When the two are put together, it shows a drop of 6.7pc on 2017. Yet because the Central Council figures are published in isolation, as they were on Wednesday, the 18pc overall decrease is the headline, although not the full story.
Other that a reference to the ‘flip side of the attendance decrease being that our sister councils in Leinster and Munster enjoyed significant attendance growth in hurling’, the Central Council’s report makes no reference to the overall figures.
They will argue that it’s not their remit, but are they content to see the GAA making all the news bulletins for having a bad year when it’s far from the full truth? For some inexplicable reason, it would appear so.
The big story from the 2018 figures is the contrast between the two codes. Football bombed, whereas hurling flourished under the new format.
Ulster football attendances shrunk by a whopping 25pc while Leinster contracted by 28pc. The loss of Tyrone at the quarter-final stage and Monaghan in the semi-final has a negative impact in Ulster, but the question also arises as to the impact of increased admission prices.
Ulster CEO Brian McAvoy conceded that dearer admission played a role in the decline. Indeed, it’s safe to assume that the law of diminishing returns applied and that they would have had a higher return if they stuck with existing prices.
Leinster football has a major problem because of Dublin’s dominance. Even then, more than 66, 000 attended the 2017 Leinster final (Dublin v Kildare), but it was down to 41, 728 last year for Dublin v Laois.
That’s not surprising since Laois don’t have as big a support as Kildare and few expected them to come close to Dublin.
Dublin’s dominance has cast a shadow across the entire football landscape, just as Kerry did when they were all-conquering under Mick O’Dwyer.
So much so that the average attendance in their three All-Ireland semi-finals in 1980-8182 was 26,000 (only 17,512 were there for the clash with Armagh in 1982).
Dublin’s excellence is to be applauded, but the reality is that it has deflated the rest of the market.
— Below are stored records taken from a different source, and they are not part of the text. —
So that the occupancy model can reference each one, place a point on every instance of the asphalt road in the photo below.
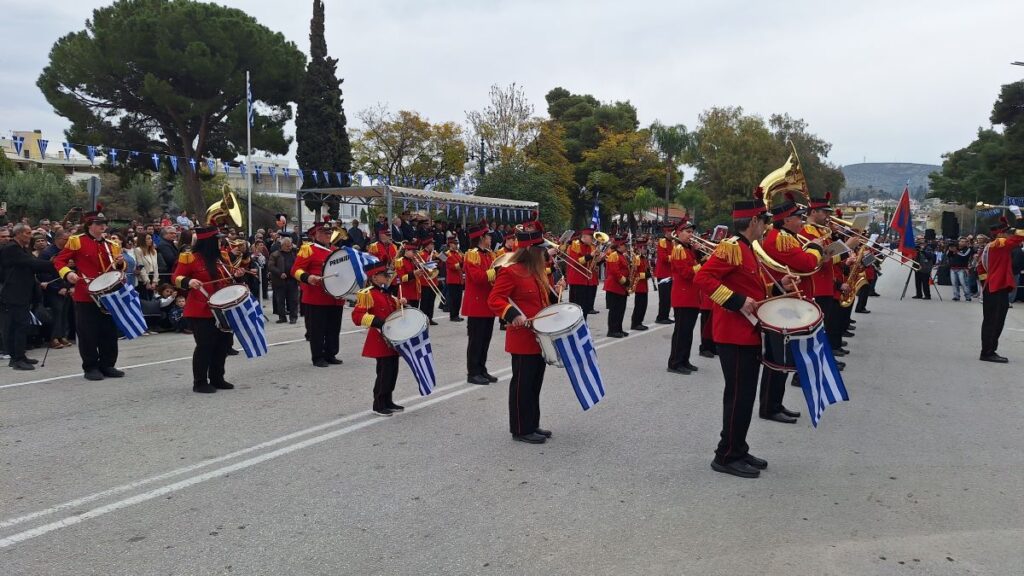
(290, 474)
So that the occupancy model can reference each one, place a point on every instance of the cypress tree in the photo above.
(320, 122)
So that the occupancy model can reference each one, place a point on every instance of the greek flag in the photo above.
(247, 324)
(576, 350)
(420, 358)
(819, 376)
(125, 307)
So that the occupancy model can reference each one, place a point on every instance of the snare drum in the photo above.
(107, 283)
(781, 320)
(564, 318)
(402, 325)
(225, 299)
(340, 278)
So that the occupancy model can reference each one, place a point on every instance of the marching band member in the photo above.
(203, 272)
(685, 300)
(519, 292)
(641, 269)
(995, 270)
(734, 280)
(92, 255)
(615, 280)
(663, 271)
(373, 304)
(324, 312)
(782, 245)
(455, 279)
(480, 327)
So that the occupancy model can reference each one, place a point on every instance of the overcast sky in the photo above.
(886, 81)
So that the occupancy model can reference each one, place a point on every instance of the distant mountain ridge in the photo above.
(885, 179)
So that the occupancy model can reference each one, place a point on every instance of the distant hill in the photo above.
(885, 179)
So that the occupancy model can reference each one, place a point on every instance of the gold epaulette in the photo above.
(728, 250)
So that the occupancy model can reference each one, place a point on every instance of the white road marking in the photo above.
(145, 496)
(145, 365)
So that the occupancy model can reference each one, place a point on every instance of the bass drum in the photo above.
(552, 323)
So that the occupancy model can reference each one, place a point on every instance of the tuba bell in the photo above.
(224, 210)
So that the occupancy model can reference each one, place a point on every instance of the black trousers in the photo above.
(14, 321)
(97, 336)
(639, 309)
(739, 365)
(455, 300)
(427, 300)
(387, 375)
(524, 393)
(211, 351)
(479, 331)
(664, 299)
(616, 311)
(682, 336)
(993, 310)
(324, 324)
(286, 300)
(707, 340)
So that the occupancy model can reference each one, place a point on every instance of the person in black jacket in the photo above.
(20, 291)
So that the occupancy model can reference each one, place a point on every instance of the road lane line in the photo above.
(139, 498)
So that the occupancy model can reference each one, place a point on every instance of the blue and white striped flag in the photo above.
(247, 324)
(577, 352)
(126, 310)
(420, 357)
(819, 376)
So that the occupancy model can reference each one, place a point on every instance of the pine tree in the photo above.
(320, 123)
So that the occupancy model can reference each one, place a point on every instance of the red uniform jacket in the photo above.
(193, 266)
(997, 273)
(309, 261)
(479, 279)
(515, 284)
(663, 268)
(91, 257)
(616, 273)
(454, 268)
(731, 275)
(373, 305)
(684, 266)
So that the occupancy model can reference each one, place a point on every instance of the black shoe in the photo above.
(778, 417)
(736, 467)
(755, 462)
(93, 374)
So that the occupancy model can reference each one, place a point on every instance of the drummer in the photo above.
(92, 255)
(520, 291)
(203, 272)
(373, 304)
(323, 311)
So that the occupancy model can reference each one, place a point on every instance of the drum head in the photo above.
(105, 281)
(563, 317)
(228, 295)
(339, 275)
(788, 315)
(402, 325)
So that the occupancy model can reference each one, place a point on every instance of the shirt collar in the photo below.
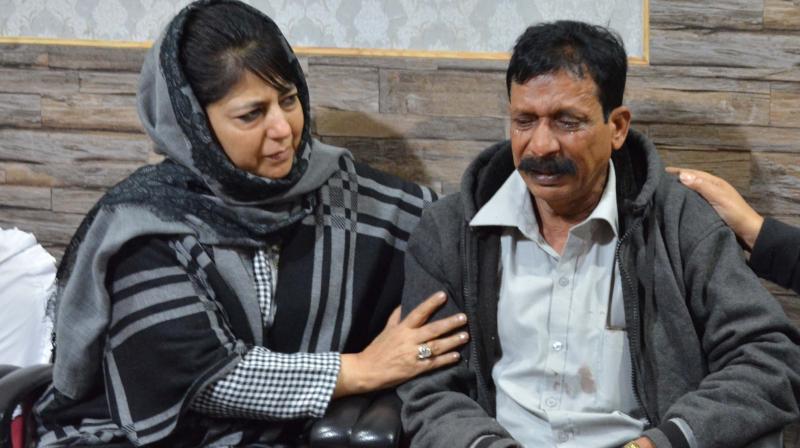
(511, 206)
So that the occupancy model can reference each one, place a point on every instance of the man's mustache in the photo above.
(547, 165)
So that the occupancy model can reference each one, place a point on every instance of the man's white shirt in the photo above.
(564, 378)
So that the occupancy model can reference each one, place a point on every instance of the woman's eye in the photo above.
(250, 116)
(289, 101)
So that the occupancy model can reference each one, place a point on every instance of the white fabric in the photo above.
(27, 273)
(564, 378)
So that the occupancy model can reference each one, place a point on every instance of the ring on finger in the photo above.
(424, 351)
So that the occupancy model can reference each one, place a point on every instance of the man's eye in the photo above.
(523, 122)
(289, 101)
(568, 124)
(250, 116)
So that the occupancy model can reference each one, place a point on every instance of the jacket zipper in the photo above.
(472, 315)
(632, 332)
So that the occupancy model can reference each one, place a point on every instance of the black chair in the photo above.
(369, 421)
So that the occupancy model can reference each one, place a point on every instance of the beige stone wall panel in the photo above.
(89, 111)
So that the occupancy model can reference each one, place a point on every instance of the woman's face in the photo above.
(258, 126)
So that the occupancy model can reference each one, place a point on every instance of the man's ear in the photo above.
(619, 121)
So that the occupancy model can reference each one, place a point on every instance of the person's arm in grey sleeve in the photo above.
(436, 410)
(752, 352)
(776, 254)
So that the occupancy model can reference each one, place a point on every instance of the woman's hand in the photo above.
(391, 358)
(732, 208)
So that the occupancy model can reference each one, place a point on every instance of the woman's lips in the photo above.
(279, 156)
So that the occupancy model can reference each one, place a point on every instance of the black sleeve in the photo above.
(776, 254)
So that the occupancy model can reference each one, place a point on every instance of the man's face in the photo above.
(560, 142)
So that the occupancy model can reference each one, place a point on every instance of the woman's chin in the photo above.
(274, 171)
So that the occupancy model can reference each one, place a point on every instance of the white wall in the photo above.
(446, 25)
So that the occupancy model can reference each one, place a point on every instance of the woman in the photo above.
(774, 246)
(224, 296)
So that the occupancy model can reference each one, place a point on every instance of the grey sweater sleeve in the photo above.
(437, 408)
(776, 254)
(753, 361)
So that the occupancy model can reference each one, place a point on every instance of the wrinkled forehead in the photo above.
(561, 88)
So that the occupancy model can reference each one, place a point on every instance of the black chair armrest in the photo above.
(334, 429)
(5, 369)
(379, 425)
(370, 421)
(15, 388)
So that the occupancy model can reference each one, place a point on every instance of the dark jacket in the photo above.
(708, 343)
(776, 254)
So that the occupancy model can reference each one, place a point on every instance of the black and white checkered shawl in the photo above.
(184, 314)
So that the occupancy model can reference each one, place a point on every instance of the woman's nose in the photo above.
(277, 125)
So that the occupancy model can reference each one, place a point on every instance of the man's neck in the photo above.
(555, 222)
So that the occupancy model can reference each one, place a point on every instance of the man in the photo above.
(607, 304)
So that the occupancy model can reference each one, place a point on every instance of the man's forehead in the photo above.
(561, 86)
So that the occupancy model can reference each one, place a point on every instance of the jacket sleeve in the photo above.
(776, 254)
(751, 348)
(437, 408)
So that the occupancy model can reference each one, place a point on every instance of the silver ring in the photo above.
(424, 351)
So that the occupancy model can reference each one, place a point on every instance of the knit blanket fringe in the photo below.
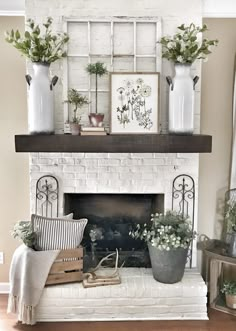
(26, 314)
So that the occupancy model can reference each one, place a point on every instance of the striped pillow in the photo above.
(57, 233)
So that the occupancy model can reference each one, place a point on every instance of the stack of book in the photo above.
(92, 131)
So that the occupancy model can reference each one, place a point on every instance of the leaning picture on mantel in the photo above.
(134, 102)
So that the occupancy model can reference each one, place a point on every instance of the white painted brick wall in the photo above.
(116, 173)
(172, 13)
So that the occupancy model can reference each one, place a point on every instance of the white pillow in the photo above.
(57, 233)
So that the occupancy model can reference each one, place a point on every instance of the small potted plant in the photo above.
(77, 100)
(168, 237)
(23, 230)
(229, 288)
(42, 47)
(97, 69)
(230, 219)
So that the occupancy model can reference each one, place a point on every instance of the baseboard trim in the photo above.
(4, 288)
(12, 13)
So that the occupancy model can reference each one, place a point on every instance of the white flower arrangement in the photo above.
(166, 231)
(185, 47)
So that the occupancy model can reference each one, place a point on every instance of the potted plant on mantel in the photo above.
(97, 69)
(183, 49)
(168, 237)
(41, 49)
(230, 219)
(229, 288)
(78, 100)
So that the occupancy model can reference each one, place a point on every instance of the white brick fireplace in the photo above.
(113, 172)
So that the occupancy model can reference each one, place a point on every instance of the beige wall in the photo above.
(14, 167)
(216, 119)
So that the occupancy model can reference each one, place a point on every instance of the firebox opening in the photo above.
(110, 219)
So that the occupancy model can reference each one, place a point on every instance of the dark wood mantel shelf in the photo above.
(154, 143)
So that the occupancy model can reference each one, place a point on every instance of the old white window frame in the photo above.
(109, 20)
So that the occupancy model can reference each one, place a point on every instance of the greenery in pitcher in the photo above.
(97, 69)
(230, 216)
(165, 231)
(78, 100)
(229, 287)
(37, 46)
(23, 230)
(184, 47)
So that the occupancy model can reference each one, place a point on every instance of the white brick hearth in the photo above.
(138, 297)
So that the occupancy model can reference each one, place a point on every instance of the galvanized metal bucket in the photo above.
(168, 266)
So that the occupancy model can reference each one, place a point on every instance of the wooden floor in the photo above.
(218, 322)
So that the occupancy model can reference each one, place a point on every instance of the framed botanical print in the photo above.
(134, 102)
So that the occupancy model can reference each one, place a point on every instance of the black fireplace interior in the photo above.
(110, 219)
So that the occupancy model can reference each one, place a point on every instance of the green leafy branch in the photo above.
(43, 48)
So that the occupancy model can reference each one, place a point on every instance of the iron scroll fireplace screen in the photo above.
(183, 201)
(47, 192)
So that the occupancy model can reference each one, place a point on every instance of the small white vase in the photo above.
(40, 100)
(181, 100)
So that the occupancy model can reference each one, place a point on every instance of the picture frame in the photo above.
(134, 102)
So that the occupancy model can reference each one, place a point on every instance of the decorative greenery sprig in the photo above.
(166, 231)
(97, 69)
(184, 47)
(44, 48)
(24, 232)
(78, 100)
(229, 287)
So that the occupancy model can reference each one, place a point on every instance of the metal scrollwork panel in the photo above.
(183, 201)
(47, 192)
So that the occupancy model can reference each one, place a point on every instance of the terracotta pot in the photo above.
(75, 129)
(96, 119)
(230, 301)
Perhaps even more relevant is the ever-decreasing entertainment offered by the modern game.
The public are prepared to pay for good entertainment, but not for the sterile stuff they are now being served up in so many football games.
Facts don’t lie so if anyone still doubts that people are fed up with how football is played nowadays all they have to do is look at the hurling figures.
Crowds have never been higher because the product is so good. Not so with football, yet when an attempt was made to experiment with limiting the handpass to see if would spark an improvement, Central Council shot it down after watching it for a few weeks in pre-season games.
Their failure to allow it run a proper trial in the 116-game league was a dereliction of duty, the negative impact of which will be apparent throughout the year.